In what has become the main source of tension between Ankara and Washington, the NATO allies have sparred publicly for months over Turkey’s purchase of the S-400s, which Washington has said could trigger U.S. sanctions.
U.S. Acting Secretary of Defence Patrick Shanahan last week sent his Turkish counterpart a letter warning that Ankara would be pulled out of the F-35 jet programme unless it changes course from its plans to install the defences.
In what was Turkey’s first direct response to the letter, Cavusoglu said no one can give Turkey ultimatums.
“Turkey will not back down from its decisions with these kinds of letters,” he said. “Turkey bought S-400, it is going to be delivered and stationed in Turkey.”
The S-400s are not compatible with NATO’s defence systems and Washington says they would compromise its F-35s, which Turkey also plans to buy. Turkey has proposed that the allies form a working group to asses the impact of the S-400s, but has yet to receive a response from the United States.
Cavusoglu on Thursday repeated Turkey’s call for the joint working group, saying experts from both countries should come together to evaluate U.S. concerns.
A day earlier, President Tayyip Erdogan said that Turkey had completed the deal with Russia and that the systems will be delivered in July. Russia has said it will begin the delivery of the systems in July.
Erdogan also said that Ankara would challenge its potential removal from the F-35 programme on every platform and hold those who exclude Turkey accountable.
Speaking after a cabinet meeting in Ankara, Presidential Spokesman Ibrahim Kalin said he hoped the F-35 issue would not escalate to an international issue, and added that Turkey would receive the jets.
“The F-35s, which are Turkey’s right, will most certainly be delivered to our country,” Kalin said. “We hope that the United States will turn back from this stance that permanently damages bilateral ties by using the S-400s as an excuse as soon as possible,” he said.
Kalin also said a meeting between Erdogan and Russia’s President Vladimir Putin was being planned at the G20 summit in Japan, where Erdogan is also expected to meet with U.S. President Donald Trump.

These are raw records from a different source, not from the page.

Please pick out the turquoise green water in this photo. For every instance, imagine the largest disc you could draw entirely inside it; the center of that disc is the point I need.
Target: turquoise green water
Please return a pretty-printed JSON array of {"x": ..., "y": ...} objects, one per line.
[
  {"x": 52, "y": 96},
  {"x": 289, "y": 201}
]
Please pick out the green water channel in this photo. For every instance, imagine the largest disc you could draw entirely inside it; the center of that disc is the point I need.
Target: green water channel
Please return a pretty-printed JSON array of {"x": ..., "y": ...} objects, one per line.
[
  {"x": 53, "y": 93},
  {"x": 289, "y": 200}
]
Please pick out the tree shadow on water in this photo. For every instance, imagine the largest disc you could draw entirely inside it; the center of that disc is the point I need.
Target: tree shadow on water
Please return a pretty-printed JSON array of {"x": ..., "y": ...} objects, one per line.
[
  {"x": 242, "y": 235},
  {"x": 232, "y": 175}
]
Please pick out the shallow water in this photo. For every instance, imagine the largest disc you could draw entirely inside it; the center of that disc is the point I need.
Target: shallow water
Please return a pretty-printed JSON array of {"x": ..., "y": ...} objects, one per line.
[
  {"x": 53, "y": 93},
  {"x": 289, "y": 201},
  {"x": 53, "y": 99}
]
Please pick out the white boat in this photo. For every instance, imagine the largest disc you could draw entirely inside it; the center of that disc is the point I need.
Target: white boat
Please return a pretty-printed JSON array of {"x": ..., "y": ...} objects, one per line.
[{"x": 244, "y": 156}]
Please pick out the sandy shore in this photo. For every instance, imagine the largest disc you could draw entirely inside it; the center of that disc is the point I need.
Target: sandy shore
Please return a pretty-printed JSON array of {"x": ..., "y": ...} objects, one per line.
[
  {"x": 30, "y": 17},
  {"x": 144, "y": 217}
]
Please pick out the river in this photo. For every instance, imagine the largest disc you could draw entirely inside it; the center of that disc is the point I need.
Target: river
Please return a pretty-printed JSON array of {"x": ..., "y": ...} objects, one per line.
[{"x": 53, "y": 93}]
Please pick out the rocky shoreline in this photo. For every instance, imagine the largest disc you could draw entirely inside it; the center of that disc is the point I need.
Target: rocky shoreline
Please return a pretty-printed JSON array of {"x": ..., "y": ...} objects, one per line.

The United States has threatened to impose sanctions on Ankara under its Countering America’s Adversaries Through Sanctions Act (CAATSA), the possibility of which has spooked investors and caused a selloff in the lira this year.
The currency slid more than 1% against the dollar on Thursday.
While Turkey has dismissed the U.S. warnings, Washington has said discussions are taking place with Ankara on selling Turkey rival Raytheon Co Patriot defence systems. But, Erdogan has said the U.S. offer was not “as good as the S-400s”.
Defence Minister Hulusi Akar has said Turkey is working on a response to Shanahan’s letter and that it will be delivered in coming days.
The ministers later spoke by telephone on Thursday and discussed the letter, Turkey’s defence ministry said, adding that Akar had “emphasized the improper wording not in line with the spirit of the Alliance” in the letter during the call.
Kalin on Thursday reiterated that Shanahan’s letter to Akar was not in spirit of the alliance between the NATO allies, and added that he had discussed the issue with Trump’s national security advisor John Bolton.
Israel’s deputy Defence Minister Eli Ben-Dahan said the strains between Turkey and the United States could help strengthen ties with Israel and boost the country’s participation in the F-35 program.
“It could also very much be that..the State of Israel will get another portion within the framework of the F-35 and additional things which, in part, were meant to have been transferred to factories in Turkey,” he told Army Radio.